SELECT DISTINCT extra_flags FROM (SELECT extra_flags from imapuid a LIMIT 50000) As a;

extra_flags
[]
["$NotJunk", "NotJunk"]
["$Forwarded", "Forwarded"]
["$Forwarded", "$NotJunk", "NotJunk"]
["$Forwarded"]
["$Phishing"]
["$NotJunk", "JunkRecorded", "NotJunk"]
["$Forwarded", "$NotJunk", "Forwarded", "JunkRecorded", "NotJunk"]
["$MailFlagBit0", "$NotJunk", "JunkRecorded", "NotJunk"]
["$MailFlagBit0", "$MailFlagBit2"]
["$MailFlagBit0"]
["$Forwarded", "$NotJunk", "Forwarded", "NotJunk"]
["$MailFlagBit0", "$MailFlagBit2", "$NotJunk", "JunkRecorded", "NotJunk"]
["$MailFlagBit1", "$NotJunk", "JunkRecorded", "NotJunk"]
["$MailFlagBit1"]
["$MailFlagBit0", "$MailFlagBit2", "$Phishing"]

• imapuid.g_labels

  sync-engine/inbox/models/backends/imap.py

  Line 128 in 1b7f90d

  g_labels = Column(JSON, default=list, nullable=True)

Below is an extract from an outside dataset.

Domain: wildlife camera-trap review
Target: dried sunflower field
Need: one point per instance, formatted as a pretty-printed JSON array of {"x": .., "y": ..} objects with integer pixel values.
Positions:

SELECT DISTINCT g_labels FROM (SELECT g_labels from imapuid a LIMIT 500000) As a;

g_labels
[]

• message.from_addr message.sender_addr message.reply_to message.to_addr message.cc_addr message.bcc_adr message.in_reply_to

  sync-engine/inbox/models/message.py

  Lines 133 to 139 in 1b7f90d

  	from_addr = Column(JSON, nullable=False, default=list)
  	sender_addr = Column(JSON, nullable=True)
  	reply_to = Column(JSON, nullable=True, default=list)
  	to_addr = Column(JSON, nullable=False, default=list)
  	cc_addr = Column(JSON, nullable=False, default=list)
  	bcc_addr = Column(JSON, nullable=False, default=list)
  	in_reply_to = Column(JSON, nullable=True)

SELECT from_addr, sender_addr, reply_to, to_addr, cc_addr, bcc_addr, in_reply_to FROM message LIMIT 100;

Looks like json encoded:
from_addr list[tuple[str, str]]
sender_addr list[tuple[str, str]]
reply_to list[tuple[str, str]]
to_addr list[tuple[str, str]]
cc_addr list[tuple[str, str]]
bcc_addr list[truple[str, str]]
in_reply_to str

• metadata.value

  sync-engine/inbox/models/metadata.py

  Lines 50 to 51 in 05bc8c9

  	value = Column(JSON)

This table is empty

• event.participants

  sync-engine/inbox/models/event.py

  Line 176 in 1b7f90d

  participants = Column(MutableList.as_mutable(BigJSON), default=[], nullable=True)

list[{"status": enum, notes: str, guests: list[?], name: str, email: str}]

[squeaky-pl]

Since this was indeed ridiculous I just inlined the monkeypatched code into the vendored module.

[wojcikstefan]

Thanks for doing this @squeaky-pl! Been long time coming.